Con el tiempo notaba que la bruma tornábase más impenetrable y opresiva. Se desarrollaba en vórtices espesos de vapores con olor de humo y pestilencias infinitas, y traía rumores de almas en pena, gritos que helaban mi sangre, mugidos y aullidos de agonía, carreras, sonido de espadas y galopes de caballos, resplandor de incendios, azufre, hedores insufribles, sombras que surgían y se esfumaban después en formas vagas de niños, ancianos, mujeres y hombres aterrorizados, perseguidos de muerte por demoníacos piratas, cabalgando a veces, otras a pie, embrazado el escudo, en alto la espada o el hacha, concierto infernal donde los gritos infantiles y de las mujeres se confundían con salvajes risotadas, timbres de desesperación.
Pareció desfilar aquella sucesión apocalíptica; tal pavor me infundió que permanecía derribado en tierra. Después hubo calma, disuelto el estruendo en la lejanía. No me había repuesto aún, después de notar que mi acompañante había desaparecido, cuando frente a mis ojos, sobre un ribazo donde me refugiara, avanzó una procesión de teas que apenas eran un pequeño círculo de resplandor entre la niebla que sólo con dificultad permitía distinguir a los hombres que las portaban; a lo que siguieron cánticos y salmodias que me recordaron la Santa Compañía, y así fuime incorporando para seguirles con tal de no continuar perdido y solo, mientras cavilaba la forma de exorcizar aquellas almas en pena.
Pero antes de moverme vi desfilar multitud de frailes rodeados de escuderos con hachones, presidido el grupo por la Santa Cruz, a lo que siguió un féretro tallado sobre las andas cubiertas por un tapiz, que una docena de porteadores llevaban sobre sus hombros.
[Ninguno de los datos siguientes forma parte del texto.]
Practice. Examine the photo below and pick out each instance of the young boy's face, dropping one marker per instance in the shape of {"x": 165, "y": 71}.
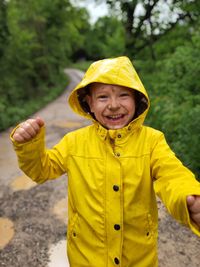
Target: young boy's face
{"x": 112, "y": 105}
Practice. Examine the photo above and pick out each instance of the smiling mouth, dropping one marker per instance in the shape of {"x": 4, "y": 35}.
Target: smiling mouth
{"x": 115, "y": 117}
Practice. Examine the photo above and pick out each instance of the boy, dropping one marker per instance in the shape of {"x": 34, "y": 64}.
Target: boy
{"x": 115, "y": 166}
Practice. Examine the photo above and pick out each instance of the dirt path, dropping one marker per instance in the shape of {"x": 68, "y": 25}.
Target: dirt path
{"x": 33, "y": 217}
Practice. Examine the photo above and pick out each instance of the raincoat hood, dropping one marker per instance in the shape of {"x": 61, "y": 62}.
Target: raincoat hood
{"x": 116, "y": 71}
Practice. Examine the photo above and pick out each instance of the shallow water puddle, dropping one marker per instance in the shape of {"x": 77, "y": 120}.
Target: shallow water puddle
{"x": 58, "y": 255}
{"x": 6, "y": 231}
{"x": 22, "y": 183}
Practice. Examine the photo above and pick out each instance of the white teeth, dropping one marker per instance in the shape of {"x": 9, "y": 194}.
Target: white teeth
{"x": 115, "y": 116}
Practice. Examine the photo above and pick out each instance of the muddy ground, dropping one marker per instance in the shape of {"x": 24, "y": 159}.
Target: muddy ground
{"x": 36, "y": 223}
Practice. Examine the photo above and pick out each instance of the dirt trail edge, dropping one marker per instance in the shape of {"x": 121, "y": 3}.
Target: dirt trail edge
{"x": 33, "y": 217}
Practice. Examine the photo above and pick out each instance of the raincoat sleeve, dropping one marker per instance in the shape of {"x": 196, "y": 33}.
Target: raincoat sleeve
{"x": 173, "y": 182}
{"x": 37, "y": 162}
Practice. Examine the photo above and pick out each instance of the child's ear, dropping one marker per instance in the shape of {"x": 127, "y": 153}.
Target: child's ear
{"x": 88, "y": 99}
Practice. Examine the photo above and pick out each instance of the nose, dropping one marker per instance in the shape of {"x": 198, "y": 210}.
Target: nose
{"x": 113, "y": 104}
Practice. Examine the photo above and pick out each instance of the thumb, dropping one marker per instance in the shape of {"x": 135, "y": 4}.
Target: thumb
{"x": 40, "y": 121}
{"x": 190, "y": 201}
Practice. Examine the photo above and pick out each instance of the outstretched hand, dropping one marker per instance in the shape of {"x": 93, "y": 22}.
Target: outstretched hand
{"x": 193, "y": 204}
{"x": 27, "y": 130}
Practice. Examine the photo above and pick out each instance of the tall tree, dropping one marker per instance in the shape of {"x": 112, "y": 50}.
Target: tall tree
{"x": 147, "y": 21}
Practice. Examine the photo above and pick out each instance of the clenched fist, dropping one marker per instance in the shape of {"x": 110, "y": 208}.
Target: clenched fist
{"x": 28, "y": 130}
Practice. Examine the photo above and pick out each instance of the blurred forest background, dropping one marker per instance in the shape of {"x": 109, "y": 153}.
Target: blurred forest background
{"x": 39, "y": 38}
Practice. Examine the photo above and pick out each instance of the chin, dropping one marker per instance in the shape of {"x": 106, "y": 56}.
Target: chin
{"x": 114, "y": 127}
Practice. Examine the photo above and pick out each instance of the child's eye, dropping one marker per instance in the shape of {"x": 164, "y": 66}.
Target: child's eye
{"x": 102, "y": 97}
{"x": 124, "y": 94}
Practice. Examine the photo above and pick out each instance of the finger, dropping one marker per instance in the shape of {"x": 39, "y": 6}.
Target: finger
{"x": 18, "y": 138}
{"x": 190, "y": 200}
{"x": 194, "y": 204}
{"x": 21, "y": 135}
{"x": 40, "y": 121}
{"x": 196, "y": 218}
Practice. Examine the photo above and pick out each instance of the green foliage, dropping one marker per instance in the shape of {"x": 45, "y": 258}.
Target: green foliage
{"x": 106, "y": 39}
{"x": 174, "y": 85}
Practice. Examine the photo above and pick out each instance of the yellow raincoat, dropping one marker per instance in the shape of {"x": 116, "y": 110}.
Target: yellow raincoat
{"x": 112, "y": 178}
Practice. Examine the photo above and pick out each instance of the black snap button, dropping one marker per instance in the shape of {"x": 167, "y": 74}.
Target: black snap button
{"x": 116, "y": 188}
{"x": 117, "y": 227}
{"x": 116, "y": 260}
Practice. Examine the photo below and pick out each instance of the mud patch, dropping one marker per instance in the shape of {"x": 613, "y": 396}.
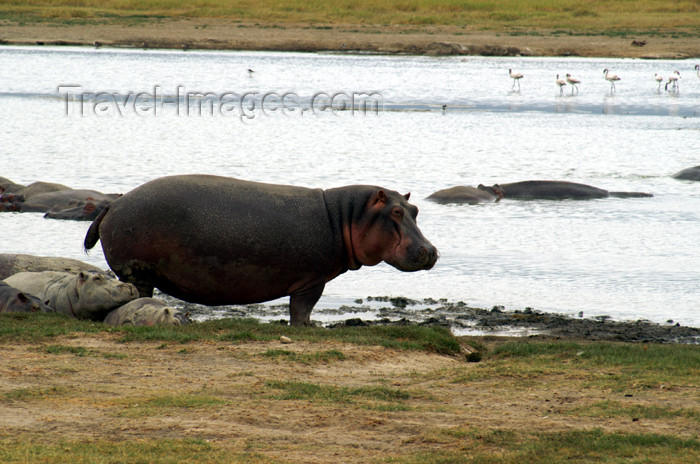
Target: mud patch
{"x": 460, "y": 318}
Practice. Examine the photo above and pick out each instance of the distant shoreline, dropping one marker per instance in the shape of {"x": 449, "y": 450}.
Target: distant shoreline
{"x": 220, "y": 34}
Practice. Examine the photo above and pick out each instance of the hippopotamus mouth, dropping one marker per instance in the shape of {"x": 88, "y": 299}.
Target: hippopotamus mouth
{"x": 420, "y": 258}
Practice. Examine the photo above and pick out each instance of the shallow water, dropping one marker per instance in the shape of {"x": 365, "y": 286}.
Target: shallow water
{"x": 627, "y": 258}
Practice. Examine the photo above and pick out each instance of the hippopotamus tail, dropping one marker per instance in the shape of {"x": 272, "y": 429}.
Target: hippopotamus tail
{"x": 93, "y": 234}
{"x": 630, "y": 195}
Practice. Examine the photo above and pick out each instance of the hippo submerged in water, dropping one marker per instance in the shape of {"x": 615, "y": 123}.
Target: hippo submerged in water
{"x": 688, "y": 174}
{"x": 465, "y": 194}
{"x": 555, "y": 190}
{"x": 216, "y": 240}
{"x": 58, "y": 201}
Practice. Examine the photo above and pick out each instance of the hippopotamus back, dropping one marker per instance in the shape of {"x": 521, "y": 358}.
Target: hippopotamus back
{"x": 85, "y": 295}
{"x": 11, "y": 264}
{"x": 465, "y": 194}
{"x": 688, "y": 174}
{"x": 216, "y": 240}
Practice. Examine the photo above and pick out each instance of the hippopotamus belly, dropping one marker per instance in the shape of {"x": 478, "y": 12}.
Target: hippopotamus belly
{"x": 216, "y": 240}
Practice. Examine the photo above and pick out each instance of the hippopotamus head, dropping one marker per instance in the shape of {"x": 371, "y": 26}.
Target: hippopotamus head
{"x": 387, "y": 231}
{"x": 12, "y": 300}
{"x": 99, "y": 293}
{"x": 495, "y": 190}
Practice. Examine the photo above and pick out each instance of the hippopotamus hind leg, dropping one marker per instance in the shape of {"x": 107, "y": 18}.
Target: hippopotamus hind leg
{"x": 301, "y": 304}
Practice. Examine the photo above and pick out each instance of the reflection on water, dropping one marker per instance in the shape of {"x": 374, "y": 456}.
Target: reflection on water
{"x": 628, "y": 258}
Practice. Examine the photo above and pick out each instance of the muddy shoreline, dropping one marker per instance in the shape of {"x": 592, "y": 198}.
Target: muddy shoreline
{"x": 220, "y": 34}
{"x": 461, "y": 319}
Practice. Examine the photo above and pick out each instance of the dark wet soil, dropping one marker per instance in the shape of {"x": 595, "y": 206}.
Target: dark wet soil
{"x": 462, "y": 319}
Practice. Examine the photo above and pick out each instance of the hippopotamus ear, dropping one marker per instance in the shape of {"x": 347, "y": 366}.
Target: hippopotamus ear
{"x": 379, "y": 197}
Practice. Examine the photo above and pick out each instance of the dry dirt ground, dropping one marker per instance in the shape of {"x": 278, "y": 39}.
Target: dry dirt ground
{"x": 233, "y": 35}
{"x": 95, "y": 387}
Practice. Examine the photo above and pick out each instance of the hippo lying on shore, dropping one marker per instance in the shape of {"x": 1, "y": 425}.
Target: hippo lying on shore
{"x": 466, "y": 194}
{"x": 216, "y": 240}
{"x": 11, "y": 264}
{"x": 84, "y": 211}
{"x": 15, "y": 301}
{"x": 556, "y": 190}
{"x": 86, "y": 295}
{"x": 63, "y": 199}
{"x": 688, "y": 174}
{"x": 56, "y": 200}
{"x": 146, "y": 311}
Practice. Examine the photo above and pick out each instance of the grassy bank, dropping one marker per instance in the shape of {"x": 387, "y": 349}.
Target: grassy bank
{"x": 230, "y": 391}
{"x": 572, "y": 15}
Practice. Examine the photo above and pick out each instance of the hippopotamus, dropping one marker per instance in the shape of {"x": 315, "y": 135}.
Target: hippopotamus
{"x": 556, "y": 190}
{"x": 84, "y": 211}
{"x": 39, "y": 188}
{"x": 466, "y": 194}
{"x": 62, "y": 199}
{"x": 688, "y": 174}
{"x": 217, "y": 240}
{"x": 6, "y": 185}
{"x": 11, "y": 264}
{"x": 146, "y": 311}
{"x": 85, "y": 295}
{"x": 11, "y": 197}
{"x": 14, "y": 301}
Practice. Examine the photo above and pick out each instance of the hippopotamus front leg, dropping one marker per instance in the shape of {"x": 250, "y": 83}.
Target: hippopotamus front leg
{"x": 301, "y": 303}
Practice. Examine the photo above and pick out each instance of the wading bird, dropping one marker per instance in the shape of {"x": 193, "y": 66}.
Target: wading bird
{"x": 673, "y": 80}
{"x": 658, "y": 78}
{"x": 612, "y": 78}
{"x": 561, "y": 83}
{"x": 516, "y": 78}
{"x": 574, "y": 83}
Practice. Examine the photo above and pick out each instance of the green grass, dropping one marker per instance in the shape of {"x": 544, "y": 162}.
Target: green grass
{"x": 26, "y": 394}
{"x": 599, "y": 15}
{"x": 38, "y": 327}
{"x": 611, "y": 409}
{"x": 293, "y": 390}
{"x": 169, "y": 404}
{"x": 305, "y": 358}
{"x": 104, "y": 451}
{"x": 618, "y": 367}
{"x": 585, "y": 446}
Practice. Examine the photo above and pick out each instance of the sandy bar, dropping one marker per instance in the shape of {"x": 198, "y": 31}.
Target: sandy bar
{"x": 219, "y": 34}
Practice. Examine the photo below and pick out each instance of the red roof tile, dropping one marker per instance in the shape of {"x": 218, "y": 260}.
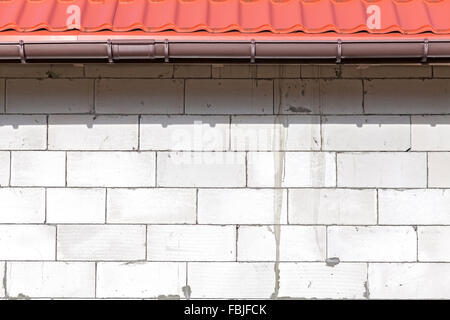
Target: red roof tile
{"x": 218, "y": 16}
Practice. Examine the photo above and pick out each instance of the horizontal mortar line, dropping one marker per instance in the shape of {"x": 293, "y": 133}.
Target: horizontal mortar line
{"x": 131, "y": 262}
{"x": 219, "y": 224}
{"x": 225, "y": 188}
{"x": 223, "y": 151}
{"x": 168, "y": 115}
{"x": 231, "y": 188}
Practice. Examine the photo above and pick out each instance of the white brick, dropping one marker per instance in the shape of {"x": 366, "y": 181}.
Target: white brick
{"x": 231, "y": 280}
{"x": 434, "y": 244}
{"x": 192, "y": 70}
{"x": 375, "y": 71}
{"x": 438, "y": 169}
{"x": 87, "y": 132}
{"x": 51, "y": 279}
{"x": 23, "y": 132}
{"x": 332, "y": 206}
{"x": 129, "y": 70}
{"x": 409, "y": 280}
{"x": 185, "y": 133}
{"x": 105, "y": 242}
{"x": 291, "y": 169}
{"x": 414, "y": 207}
{"x": 242, "y": 206}
{"x": 151, "y": 206}
{"x": 384, "y": 170}
{"x": 319, "y": 281}
{"x": 22, "y": 205}
{"x": 38, "y": 168}
{"x": 372, "y": 243}
{"x": 2, "y": 283}
{"x": 49, "y": 95}
{"x": 428, "y": 133}
{"x": 4, "y": 168}
{"x": 315, "y": 96}
{"x": 407, "y": 96}
{"x": 76, "y": 205}
{"x": 134, "y": 96}
{"x": 366, "y": 133}
{"x": 110, "y": 169}
{"x": 140, "y": 280}
{"x": 27, "y": 242}
{"x": 243, "y": 96}
{"x": 297, "y": 243}
{"x": 266, "y": 133}
{"x": 191, "y": 243}
{"x": 201, "y": 169}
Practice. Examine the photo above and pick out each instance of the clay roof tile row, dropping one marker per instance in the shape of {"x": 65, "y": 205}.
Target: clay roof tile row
{"x": 218, "y": 16}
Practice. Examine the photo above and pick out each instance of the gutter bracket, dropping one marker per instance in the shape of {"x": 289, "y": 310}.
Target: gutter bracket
{"x": 109, "y": 49}
{"x": 252, "y": 51}
{"x": 22, "y": 52}
{"x": 339, "y": 51}
{"x": 166, "y": 50}
{"x": 426, "y": 49}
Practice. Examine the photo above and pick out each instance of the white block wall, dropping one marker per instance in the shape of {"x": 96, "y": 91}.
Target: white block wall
{"x": 165, "y": 181}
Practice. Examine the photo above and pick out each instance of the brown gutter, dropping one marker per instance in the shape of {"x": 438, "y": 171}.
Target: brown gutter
{"x": 122, "y": 50}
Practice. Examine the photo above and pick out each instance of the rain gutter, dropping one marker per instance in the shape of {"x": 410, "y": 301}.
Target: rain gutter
{"x": 118, "y": 50}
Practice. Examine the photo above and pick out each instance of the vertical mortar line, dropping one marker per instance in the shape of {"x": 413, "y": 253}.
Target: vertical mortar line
{"x": 378, "y": 205}
{"x": 146, "y": 242}
{"x": 95, "y": 279}
{"x": 45, "y": 205}
{"x": 410, "y": 132}
{"x": 287, "y": 206}
{"x": 5, "y": 280}
{"x": 417, "y": 243}
{"x": 237, "y": 239}
{"x": 10, "y": 168}
{"x": 428, "y": 169}
{"x": 273, "y": 96}
{"x": 367, "y": 282}
{"x": 65, "y": 169}
{"x": 363, "y": 96}
{"x": 246, "y": 169}
{"x": 56, "y": 242}
{"x": 94, "y": 93}
{"x": 139, "y": 132}
{"x": 106, "y": 205}
{"x": 187, "y": 281}
{"x": 156, "y": 169}
{"x": 335, "y": 169}
{"x": 4, "y": 97}
{"x": 229, "y": 132}
{"x": 321, "y": 131}
{"x": 47, "y": 127}
{"x": 196, "y": 206}
{"x": 184, "y": 95}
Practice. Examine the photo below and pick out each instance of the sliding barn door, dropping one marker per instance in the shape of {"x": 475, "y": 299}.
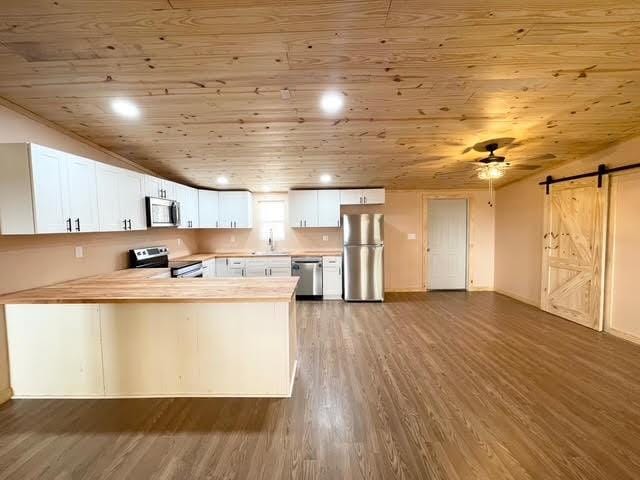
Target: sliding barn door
{"x": 573, "y": 257}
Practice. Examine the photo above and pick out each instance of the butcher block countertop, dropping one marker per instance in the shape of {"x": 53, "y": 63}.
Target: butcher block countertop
{"x": 144, "y": 286}
{"x": 203, "y": 257}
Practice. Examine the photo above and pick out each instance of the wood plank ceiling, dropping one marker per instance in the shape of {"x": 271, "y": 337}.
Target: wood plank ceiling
{"x": 423, "y": 82}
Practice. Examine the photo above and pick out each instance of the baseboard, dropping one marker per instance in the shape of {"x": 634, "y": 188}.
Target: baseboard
{"x": 518, "y": 297}
{"x": 480, "y": 289}
{"x": 625, "y": 336}
{"x": 6, "y": 395}
{"x": 405, "y": 290}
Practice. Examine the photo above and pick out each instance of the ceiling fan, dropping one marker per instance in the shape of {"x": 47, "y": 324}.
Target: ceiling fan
{"x": 492, "y": 166}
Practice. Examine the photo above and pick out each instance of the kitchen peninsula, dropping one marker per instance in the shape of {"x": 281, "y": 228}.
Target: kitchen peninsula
{"x": 136, "y": 333}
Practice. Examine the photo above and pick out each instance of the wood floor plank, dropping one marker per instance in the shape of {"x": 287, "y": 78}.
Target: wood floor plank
{"x": 440, "y": 385}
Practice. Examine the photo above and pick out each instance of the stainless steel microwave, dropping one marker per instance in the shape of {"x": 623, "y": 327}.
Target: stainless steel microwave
{"x": 162, "y": 212}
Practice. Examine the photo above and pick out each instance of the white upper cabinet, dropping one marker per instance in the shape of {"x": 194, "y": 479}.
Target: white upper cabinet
{"x": 160, "y": 188}
{"x": 208, "y": 208}
{"x": 83, "y": 194}
{"x": 50, "y": 190}
{"x": 328, "y": 208}
{"x": 235, "y": 209}
{"x": 188, "y": 199}
{"x": 65, "y": 196}
{"x": 120, "y": 199}
{"x": 303, "y": 208}
{"x": 367, "y": 196}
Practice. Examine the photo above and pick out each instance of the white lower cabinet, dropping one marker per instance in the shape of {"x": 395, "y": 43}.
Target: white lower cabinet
{"x": 332, "y": 277}
{"x": 209, "y": 268}
{"x": 120, "y": 199}
{"x": 266, "y": 266}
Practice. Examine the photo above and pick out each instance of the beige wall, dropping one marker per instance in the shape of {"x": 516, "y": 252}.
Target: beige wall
{"x": 519, "y": 217}
{"x": 404, "y": 215}
{"x": 35, "y": 260}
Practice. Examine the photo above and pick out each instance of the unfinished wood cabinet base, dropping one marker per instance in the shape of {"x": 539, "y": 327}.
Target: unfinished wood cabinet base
{"x": 152, "y": 350}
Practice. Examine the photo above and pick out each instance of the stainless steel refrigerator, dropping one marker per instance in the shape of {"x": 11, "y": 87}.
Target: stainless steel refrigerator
{"x": 363, "y": 257}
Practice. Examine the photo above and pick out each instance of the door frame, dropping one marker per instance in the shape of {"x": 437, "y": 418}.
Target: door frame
{"x": 425, "y": 235}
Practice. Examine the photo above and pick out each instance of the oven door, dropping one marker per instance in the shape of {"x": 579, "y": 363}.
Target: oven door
{"x": 162, "y": 212}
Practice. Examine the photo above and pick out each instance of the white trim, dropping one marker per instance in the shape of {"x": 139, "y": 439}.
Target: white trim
{"x": 514, "y": 296}
{"x": 6, "y": 395}
{"x": 625, "y": 336}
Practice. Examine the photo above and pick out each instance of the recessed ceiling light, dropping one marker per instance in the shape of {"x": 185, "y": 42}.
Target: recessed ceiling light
{"x": 125, "y": 108}
{"x": 332, "y": 102}
{"x": 325, "y": 178}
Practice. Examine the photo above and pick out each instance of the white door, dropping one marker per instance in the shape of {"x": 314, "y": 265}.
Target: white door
{"x": 329, "y": 208}
{"x": 208, "y": 209}
{"x": 350, "y": 197}
{"x": 574, "y": 251}
{"x": 83, "y": 194}
{"x": 50, "y": 202}
{"x": 108, "y": 184}
{"x": 131, "y": 199}
{"x": 170, "y": 189}
{"x": 447, "y": 244}
{"x": 153, "y": 186}
{"x": 332, "y": 277}
{"x": 373, "y": 196}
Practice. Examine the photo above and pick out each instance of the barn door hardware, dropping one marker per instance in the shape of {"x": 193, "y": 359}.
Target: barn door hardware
{"x": 600, "y": 173}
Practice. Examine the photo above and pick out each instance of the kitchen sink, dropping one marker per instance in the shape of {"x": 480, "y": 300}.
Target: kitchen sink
{"x": 270, "y": 254}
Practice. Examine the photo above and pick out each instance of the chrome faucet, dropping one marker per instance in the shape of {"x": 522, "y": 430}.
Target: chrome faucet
{"x": 270, "y": 241}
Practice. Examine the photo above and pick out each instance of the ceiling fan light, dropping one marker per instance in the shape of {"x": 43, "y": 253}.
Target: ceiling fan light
{"x": 491, "y": 172}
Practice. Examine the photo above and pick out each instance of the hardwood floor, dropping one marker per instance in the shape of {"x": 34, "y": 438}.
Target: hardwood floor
{"x": 449, "y": 385}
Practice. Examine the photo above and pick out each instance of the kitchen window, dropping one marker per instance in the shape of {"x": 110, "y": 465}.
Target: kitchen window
{"x": 271, "y": 214}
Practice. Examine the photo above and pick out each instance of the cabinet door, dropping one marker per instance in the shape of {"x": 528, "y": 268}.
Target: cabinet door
{"x": 208, "y": 209}
{"x": 152, "y": 186}
{"x": 108, "y": 185}
{"x": 170, "y": 189}
{"x": 351, "y": 197}
{"x": 372, "y": 196}
{"x": 296, "y": 208}
{"x": 236, "y": 209}
{"x": 131, "y": 199}
{"x": 256, "y": 267}
{"x": 50, "y": 201}
{"x": 194, "y": 216}
{"x": 83, "y": 194}
{"x": 332, "y": 277}
{"x": 329, "y": 208}
{"x": 183, "y": 196}
{"x": 303, "y": 208}
{"x": 222, "y": 267}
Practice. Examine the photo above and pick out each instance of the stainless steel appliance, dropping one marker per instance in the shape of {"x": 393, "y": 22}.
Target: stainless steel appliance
{"x": 158, "y": 257}
{"x": 162, "y": 212}
{"x": 309, "y": 269}
{"x": 363, "y": 256}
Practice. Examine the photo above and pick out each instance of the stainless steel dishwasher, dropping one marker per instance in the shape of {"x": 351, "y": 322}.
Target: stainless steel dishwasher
{"x": 309, "y": 269}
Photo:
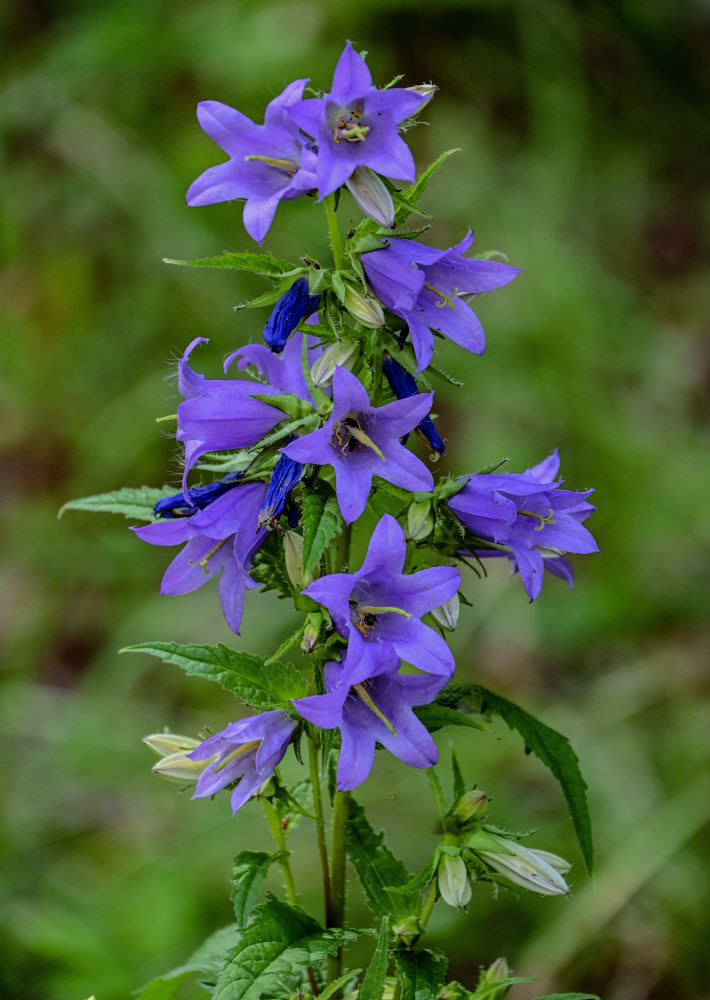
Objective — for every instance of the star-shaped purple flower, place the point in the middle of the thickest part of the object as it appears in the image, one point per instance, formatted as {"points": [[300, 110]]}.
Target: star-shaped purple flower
{"points": [[222, 537], [361, 441], [248, 751], [379, 606], [424, 286], [531, 516], [222, 414], [355, 124], [267, 163], [373, 706]]}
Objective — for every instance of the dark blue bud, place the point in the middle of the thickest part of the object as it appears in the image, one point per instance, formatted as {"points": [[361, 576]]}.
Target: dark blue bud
{"points": [[200, 497], [289, 312], [287, 474], [404, 385]]}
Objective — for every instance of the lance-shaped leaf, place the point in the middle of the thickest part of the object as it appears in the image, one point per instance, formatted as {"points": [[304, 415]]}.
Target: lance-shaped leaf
{"points": [[244, 674], [206, 960], [273, 952], [265, 264], [131, 502], [322, 521], [373, 982], [421, 972], [249, 871], [378, 870]]}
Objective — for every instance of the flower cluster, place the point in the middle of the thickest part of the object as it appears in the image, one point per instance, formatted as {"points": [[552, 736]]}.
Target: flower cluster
{"points": [[317, 425]]}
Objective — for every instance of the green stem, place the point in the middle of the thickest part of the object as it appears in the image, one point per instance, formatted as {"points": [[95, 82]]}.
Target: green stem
{"points": [[280, 841], [336, 242], [320, 830], [338, 856]]}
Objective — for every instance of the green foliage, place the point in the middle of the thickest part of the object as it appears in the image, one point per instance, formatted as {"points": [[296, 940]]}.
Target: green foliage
{"points": [[249, 870], [243, 674], [373, 982], [265, 264], [207, 960], [273, 952], [378, 870], [422, 973], [134, 503], [322, 521]]}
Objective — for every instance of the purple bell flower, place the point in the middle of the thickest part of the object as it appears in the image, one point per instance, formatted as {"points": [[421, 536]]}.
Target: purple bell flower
{"points": [[372, 704], [248, 752], [378, 608], [404, 385], [531, 516], [361, 441], [222, 537], [423, 286], [267, 163], [289, 312], [355, 124]]}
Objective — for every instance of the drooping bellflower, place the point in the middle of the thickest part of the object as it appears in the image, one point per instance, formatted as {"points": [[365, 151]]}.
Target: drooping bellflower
{"points": [[361, 441], [373, 707], [288, 313], [531, 516], [378, 609], [247, 751], [404, 385], [221, 538], [267, 163], [423, 286], [355, 124]]}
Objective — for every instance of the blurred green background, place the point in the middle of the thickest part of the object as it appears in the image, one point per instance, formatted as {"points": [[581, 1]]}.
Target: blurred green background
{"points": [[585, 137]]}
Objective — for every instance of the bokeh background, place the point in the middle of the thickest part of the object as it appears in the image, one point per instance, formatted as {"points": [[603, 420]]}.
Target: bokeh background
{"points": [[585, 136]]}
Y contemplé, al resplandor de innumerables antorchas que acabaron iluminando la niebla, que los que cargaban las andas eran caballeros vestidos con armadura, seguidos por sus escuderos que conducían de la rienda los caballos engualdrapados con arreos y armas de guerra. Tras ellos otro numeroso grupo de caballeros montados, todos con armas, seguidos de sus escuderos y tropa. Y sobre aquella fantasmagoría predominaban los cánticos de los monjes, letanías y rezos; un clamor piadoso y expiatorio se levantaba de la larga y nutrida comitiva, que fue desfilando en procesión.
Súbitamente acudiéronme al recuerdo las profecías del alcabalero, y colegí que se trataría del traslado de los restos del rey Edwig, que finalmente se pondrían de acuerdo sus asesinos para reparar la ofensa hecha a Dios. Me incorporé y los seguí.
Caminé por horas tras la comitiva, incesante en sus rezos y cantos, con el resplandor de los hachones que pintaban la niebla de oro y rosa, el difuminar de las formas, el constante y rítmico son de las salmodias, el crujir de las armaduras de los caballeros, y el resonar de los cascos de los caballos que redoblaban sobre el tambor del suelo. Me transportaban en alas de una alucinación hasta perder la noción del tiempo.
Cuando el resplandor de las luminarias fue decreciendo, al no penetrar las tinieblas más apretadas cada vez, indicio de que cerraba la noche, detúvose el cortejo. Apresuráronse los siervos, criados y servidores, a montar las tiendas, otros encendieron hogueras, y al final dividíase la comitiva en tres grupos; el uno de los religiosos, el otro de los nobles, cada cual con sus tropas a mano y rodeado de sus parientes, y el tercero en torno a las andas y el féretro, colocado en catafalco. Acerqué mi curiosidad hasta este último, que no había contemplado todavía de cerca y con cuidado. Allí oraba el arzobispo Willfrido, privado del difunto rey, muy recogido y devoto pasando cuentas del rosario, y le acompañaban varios próceres que fueron cabeza del consejo real, de los que se decía gobernaron, que rezaban con no menos fervor que el príncipe purpurado, rodeados de servidores y criados, soldados, secretarios y parientes. Todos ellos armados, que hasta los monjes asomaban el puño de la espada entre los pliegues del hábito.